Mighty Stu, How do you Train?


Why hasn’t this thread been made earlier? The man came up with the idea of putting cottage cheese, MD and splenda together, for crying out loud!

I’ll start it off by sharing a PM Stu sent me when I asked about Front vs Back squats.

Stu’s always been a real cool dude, with a lot of useful info to share in a really accessible way, so I think that everyone could benefit from a look into how he trains.

[quote]TheMightyStu wrote:
I recall that I started doing pre-exhaust for a while, after warming up a bit, I’d try to kill my quads with extensions before going anywhere near a squat rack, and once I got there, I’d hardly ever go above 315, focusing more on slowly lowering, and explosively lifting the bar.

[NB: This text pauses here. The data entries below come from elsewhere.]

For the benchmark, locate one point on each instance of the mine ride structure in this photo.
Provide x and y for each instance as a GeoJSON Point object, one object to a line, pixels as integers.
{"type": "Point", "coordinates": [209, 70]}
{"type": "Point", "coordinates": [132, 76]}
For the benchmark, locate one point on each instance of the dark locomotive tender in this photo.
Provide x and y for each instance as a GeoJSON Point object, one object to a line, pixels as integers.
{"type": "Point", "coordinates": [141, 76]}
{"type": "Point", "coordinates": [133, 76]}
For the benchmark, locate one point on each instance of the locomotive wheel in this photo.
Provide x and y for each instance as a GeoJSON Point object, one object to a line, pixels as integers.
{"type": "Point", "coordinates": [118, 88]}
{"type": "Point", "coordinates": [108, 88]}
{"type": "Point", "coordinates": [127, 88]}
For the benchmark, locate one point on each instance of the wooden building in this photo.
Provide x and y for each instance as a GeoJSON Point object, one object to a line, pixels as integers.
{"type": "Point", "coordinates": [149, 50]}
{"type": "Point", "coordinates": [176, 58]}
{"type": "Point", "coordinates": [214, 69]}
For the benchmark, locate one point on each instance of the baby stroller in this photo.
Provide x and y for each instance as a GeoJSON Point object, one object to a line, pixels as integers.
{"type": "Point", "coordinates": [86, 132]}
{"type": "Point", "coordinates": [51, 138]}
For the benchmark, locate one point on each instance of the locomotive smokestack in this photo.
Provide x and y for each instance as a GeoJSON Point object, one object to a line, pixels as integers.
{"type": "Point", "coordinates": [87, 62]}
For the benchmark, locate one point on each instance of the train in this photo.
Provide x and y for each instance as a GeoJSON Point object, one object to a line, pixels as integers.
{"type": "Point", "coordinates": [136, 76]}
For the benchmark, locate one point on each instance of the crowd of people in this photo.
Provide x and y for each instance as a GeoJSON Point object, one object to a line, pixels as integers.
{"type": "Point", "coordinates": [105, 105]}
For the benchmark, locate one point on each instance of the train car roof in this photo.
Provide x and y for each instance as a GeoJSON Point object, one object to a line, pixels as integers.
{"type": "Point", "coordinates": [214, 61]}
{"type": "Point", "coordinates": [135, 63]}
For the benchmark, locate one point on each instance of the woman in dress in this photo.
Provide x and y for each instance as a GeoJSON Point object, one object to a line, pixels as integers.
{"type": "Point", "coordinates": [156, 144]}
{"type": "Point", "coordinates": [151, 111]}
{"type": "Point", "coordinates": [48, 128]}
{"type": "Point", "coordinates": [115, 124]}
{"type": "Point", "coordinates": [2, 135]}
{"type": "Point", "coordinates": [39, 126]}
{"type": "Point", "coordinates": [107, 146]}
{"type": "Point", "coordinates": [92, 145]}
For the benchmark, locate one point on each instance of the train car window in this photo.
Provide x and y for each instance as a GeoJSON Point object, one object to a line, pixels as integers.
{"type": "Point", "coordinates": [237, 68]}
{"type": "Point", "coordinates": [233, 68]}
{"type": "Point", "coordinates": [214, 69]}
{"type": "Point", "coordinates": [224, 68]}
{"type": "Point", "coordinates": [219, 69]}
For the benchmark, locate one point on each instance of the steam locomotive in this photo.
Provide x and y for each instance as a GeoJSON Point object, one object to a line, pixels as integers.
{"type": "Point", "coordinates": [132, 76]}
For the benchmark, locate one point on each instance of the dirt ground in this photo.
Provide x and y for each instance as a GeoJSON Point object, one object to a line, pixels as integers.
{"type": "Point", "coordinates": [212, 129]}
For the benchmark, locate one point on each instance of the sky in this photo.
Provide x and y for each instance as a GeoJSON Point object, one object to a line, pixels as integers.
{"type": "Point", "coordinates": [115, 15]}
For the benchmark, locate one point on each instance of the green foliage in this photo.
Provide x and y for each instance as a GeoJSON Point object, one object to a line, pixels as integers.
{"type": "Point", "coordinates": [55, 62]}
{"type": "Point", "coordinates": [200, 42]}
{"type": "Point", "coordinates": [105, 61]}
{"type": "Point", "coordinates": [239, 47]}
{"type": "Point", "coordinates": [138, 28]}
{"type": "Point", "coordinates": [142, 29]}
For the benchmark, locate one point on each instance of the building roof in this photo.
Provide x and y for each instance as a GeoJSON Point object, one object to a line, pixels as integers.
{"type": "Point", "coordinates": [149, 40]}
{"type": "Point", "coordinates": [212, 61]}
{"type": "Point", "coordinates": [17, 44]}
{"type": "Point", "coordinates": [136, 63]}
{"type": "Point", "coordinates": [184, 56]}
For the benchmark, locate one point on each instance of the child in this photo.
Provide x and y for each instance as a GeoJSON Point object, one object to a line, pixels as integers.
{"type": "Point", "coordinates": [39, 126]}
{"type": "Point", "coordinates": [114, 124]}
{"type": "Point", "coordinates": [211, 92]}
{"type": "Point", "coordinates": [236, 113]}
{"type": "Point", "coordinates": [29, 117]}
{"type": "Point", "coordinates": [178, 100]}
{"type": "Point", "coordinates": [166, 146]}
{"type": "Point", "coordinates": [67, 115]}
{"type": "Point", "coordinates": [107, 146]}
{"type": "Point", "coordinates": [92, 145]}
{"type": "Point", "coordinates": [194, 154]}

I never really got into using the leg press machine, as I kinda saw it as a cop-out, which is kinda stupid, as I use it now while trying to refine a bit. I will say that the last year, focusing on front squats has really helped. A couple of back injuries really screwed up my leg training for about 2 years, so I’m totally self conscious about bringing them up now (I start most leg sessions with hamstrings). I’ll give you what I’ve been doing lately, and hope that gives some sort of idea what my current thinking is (everything changes, so I don’t know how long I’ll even stay with this):

-Recumbant Bike -5 mins (not for the legs, but I feel it warms up my lower back a bit)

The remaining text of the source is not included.